Blue Yonder Organic Farm
Blue Yonder Organic Farm is a 20-acre farm in North Salem, IN, that produces organic, pastured meats, eggs, shiitake mushrooms, honey, maple syrup, vegetables, berries, apples, and Asian pears that are sold through farmers markets and their online store.
They received a $4,040 grant to purchase wildflower and herb seeds, birdhouses, and protective fencing. They planted a mixed-pollinator and medicinal-herb understory as a part of a new 16-acre hedgerow system around their livestock pasture. Owner Sara Creech told us they’ve noticed, “…a great increase in the amount of birds and pollinators in the pasture, which is exciting to see!”
Coffee Pot Farms
Coffee Pot Farms is a 1-acre farm located in the Navajo Nation in Winslow, AZ, that grows greens, tomatoes, peppers, other vegetables, and seedlings.

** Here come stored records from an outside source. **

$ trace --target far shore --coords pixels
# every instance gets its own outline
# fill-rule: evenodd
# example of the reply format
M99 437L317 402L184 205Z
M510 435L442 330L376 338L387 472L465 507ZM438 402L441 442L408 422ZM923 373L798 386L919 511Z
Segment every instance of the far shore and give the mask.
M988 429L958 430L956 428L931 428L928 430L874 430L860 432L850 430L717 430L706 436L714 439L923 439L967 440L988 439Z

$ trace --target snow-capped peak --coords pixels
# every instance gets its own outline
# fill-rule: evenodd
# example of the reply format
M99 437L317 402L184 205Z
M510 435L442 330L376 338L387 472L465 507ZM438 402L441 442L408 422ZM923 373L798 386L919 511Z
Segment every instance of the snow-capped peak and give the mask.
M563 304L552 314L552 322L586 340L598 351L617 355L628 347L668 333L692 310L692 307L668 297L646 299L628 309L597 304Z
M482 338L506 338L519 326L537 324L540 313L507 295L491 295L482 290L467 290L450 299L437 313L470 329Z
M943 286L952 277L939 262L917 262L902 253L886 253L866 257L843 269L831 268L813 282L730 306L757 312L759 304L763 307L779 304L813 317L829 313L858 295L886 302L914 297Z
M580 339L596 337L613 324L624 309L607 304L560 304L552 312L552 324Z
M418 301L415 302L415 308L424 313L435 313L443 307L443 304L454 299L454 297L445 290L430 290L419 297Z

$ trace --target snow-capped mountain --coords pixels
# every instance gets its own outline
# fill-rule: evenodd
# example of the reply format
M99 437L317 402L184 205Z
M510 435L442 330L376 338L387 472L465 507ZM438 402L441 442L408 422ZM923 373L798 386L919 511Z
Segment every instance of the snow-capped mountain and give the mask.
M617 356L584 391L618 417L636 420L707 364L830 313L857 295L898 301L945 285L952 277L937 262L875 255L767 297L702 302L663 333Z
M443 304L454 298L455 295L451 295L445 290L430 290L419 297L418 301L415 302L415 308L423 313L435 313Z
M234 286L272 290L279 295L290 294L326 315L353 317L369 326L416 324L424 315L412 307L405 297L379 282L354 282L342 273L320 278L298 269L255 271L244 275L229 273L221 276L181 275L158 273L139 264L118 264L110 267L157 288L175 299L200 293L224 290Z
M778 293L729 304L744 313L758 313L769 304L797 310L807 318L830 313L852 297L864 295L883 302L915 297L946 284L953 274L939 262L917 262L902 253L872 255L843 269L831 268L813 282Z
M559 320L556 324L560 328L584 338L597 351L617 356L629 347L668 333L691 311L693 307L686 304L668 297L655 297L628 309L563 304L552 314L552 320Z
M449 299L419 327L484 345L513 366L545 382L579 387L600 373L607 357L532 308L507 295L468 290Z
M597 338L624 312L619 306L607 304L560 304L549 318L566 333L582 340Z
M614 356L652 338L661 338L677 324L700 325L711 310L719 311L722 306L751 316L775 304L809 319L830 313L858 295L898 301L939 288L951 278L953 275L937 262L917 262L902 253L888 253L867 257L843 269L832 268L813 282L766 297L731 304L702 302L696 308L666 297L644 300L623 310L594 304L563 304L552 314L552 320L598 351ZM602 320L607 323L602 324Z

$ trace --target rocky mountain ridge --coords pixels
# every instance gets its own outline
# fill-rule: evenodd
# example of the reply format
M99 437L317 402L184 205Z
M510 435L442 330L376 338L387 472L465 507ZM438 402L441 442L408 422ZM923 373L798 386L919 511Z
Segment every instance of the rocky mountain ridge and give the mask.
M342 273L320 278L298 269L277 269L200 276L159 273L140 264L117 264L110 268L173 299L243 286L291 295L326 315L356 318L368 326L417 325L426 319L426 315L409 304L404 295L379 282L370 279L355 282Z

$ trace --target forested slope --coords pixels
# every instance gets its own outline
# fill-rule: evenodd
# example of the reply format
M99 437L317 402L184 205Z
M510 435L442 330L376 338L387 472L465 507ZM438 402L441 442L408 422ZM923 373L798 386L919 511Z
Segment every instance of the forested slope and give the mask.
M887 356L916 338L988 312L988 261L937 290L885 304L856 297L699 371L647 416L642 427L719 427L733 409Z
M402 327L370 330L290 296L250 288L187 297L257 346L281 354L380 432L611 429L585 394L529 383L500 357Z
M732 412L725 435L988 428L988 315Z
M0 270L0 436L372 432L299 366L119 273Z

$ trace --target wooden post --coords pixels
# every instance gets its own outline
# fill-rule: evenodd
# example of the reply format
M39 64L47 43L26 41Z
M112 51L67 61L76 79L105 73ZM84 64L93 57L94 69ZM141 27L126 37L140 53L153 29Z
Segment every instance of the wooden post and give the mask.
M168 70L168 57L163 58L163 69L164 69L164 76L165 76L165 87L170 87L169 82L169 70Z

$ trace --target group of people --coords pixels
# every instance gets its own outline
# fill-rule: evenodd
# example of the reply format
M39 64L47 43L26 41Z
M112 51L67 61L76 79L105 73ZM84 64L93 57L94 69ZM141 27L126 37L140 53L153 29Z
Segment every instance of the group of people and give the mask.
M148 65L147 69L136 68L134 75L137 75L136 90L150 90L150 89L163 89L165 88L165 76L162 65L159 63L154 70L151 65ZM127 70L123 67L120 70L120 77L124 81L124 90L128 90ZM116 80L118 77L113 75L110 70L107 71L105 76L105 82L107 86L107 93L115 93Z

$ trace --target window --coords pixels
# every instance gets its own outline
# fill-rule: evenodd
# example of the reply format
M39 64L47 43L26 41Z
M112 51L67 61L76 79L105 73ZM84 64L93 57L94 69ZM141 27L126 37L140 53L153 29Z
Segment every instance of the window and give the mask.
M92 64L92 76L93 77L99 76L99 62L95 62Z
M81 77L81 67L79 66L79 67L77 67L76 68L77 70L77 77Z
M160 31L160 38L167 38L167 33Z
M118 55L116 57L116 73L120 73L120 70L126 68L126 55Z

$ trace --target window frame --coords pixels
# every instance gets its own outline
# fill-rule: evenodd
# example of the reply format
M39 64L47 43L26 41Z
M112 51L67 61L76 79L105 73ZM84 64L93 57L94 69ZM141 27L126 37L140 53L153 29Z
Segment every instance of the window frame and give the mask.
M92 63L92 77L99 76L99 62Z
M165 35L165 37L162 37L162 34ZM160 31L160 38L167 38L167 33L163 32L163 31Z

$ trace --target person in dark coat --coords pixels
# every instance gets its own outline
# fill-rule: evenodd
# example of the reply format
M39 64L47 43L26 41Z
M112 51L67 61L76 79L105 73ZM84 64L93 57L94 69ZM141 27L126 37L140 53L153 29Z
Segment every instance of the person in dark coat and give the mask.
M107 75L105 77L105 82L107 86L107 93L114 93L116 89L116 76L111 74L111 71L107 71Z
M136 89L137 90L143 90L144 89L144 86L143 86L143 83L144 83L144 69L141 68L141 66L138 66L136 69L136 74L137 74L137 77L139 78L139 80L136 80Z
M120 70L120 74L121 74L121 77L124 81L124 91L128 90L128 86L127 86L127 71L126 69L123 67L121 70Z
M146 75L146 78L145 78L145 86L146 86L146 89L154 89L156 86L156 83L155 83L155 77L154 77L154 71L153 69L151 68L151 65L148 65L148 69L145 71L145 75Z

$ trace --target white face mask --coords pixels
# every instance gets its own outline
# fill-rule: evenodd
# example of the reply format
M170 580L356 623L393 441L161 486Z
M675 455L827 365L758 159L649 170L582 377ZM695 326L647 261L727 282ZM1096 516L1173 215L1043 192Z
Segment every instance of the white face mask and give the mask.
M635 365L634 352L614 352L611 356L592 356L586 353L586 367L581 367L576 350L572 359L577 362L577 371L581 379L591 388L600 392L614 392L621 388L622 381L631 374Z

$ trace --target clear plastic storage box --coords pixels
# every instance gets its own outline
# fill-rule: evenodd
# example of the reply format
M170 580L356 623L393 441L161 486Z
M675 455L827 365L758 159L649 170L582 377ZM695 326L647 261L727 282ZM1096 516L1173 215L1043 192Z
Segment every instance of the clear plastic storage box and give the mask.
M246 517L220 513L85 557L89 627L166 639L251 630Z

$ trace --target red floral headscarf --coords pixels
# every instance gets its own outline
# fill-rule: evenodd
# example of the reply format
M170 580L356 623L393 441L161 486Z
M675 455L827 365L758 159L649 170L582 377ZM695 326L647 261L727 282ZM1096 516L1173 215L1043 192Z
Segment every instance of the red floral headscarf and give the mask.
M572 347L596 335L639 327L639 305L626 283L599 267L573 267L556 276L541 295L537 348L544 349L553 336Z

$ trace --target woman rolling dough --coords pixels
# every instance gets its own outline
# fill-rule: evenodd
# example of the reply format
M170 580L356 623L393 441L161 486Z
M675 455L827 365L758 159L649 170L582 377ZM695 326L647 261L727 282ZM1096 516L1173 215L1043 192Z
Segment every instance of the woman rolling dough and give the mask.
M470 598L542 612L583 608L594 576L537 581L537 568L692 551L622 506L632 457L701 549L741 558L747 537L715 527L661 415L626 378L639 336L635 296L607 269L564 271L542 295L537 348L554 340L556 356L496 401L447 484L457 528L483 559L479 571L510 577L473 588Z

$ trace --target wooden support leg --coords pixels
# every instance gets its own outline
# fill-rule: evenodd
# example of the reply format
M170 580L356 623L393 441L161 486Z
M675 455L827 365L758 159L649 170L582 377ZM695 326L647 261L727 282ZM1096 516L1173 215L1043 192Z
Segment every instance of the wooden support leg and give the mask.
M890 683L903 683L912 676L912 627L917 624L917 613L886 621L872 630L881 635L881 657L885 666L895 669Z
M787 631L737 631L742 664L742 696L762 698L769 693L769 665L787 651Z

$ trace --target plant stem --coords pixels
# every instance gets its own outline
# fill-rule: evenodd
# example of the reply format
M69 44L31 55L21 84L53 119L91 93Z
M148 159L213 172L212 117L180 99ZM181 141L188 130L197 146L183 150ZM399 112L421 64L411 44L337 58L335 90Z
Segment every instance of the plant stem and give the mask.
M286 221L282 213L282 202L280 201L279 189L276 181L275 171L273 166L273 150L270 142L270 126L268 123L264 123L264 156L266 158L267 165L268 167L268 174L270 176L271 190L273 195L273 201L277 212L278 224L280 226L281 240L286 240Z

They received a $5,000 grant to install a solar-power system and renovate a building into a post-harvest cold-storage room. They were able to complete their project, and it has been a success. Owner Cherilyn Yazzie told us, “We noticed less spoilage, we’ve been able to harvest earlier in preparation for the farmers market, [and] we’ve been able to sell more produce at the farmers market.”
Comeback Orchards is a 10-acre farm in Asbury, NJ, that grows organic fruit, including apples, pears, Asian pears, plums, apricots, cherries, peaches, and nectarines, as well as organic vegetables, which they sell primarily at farmers markets.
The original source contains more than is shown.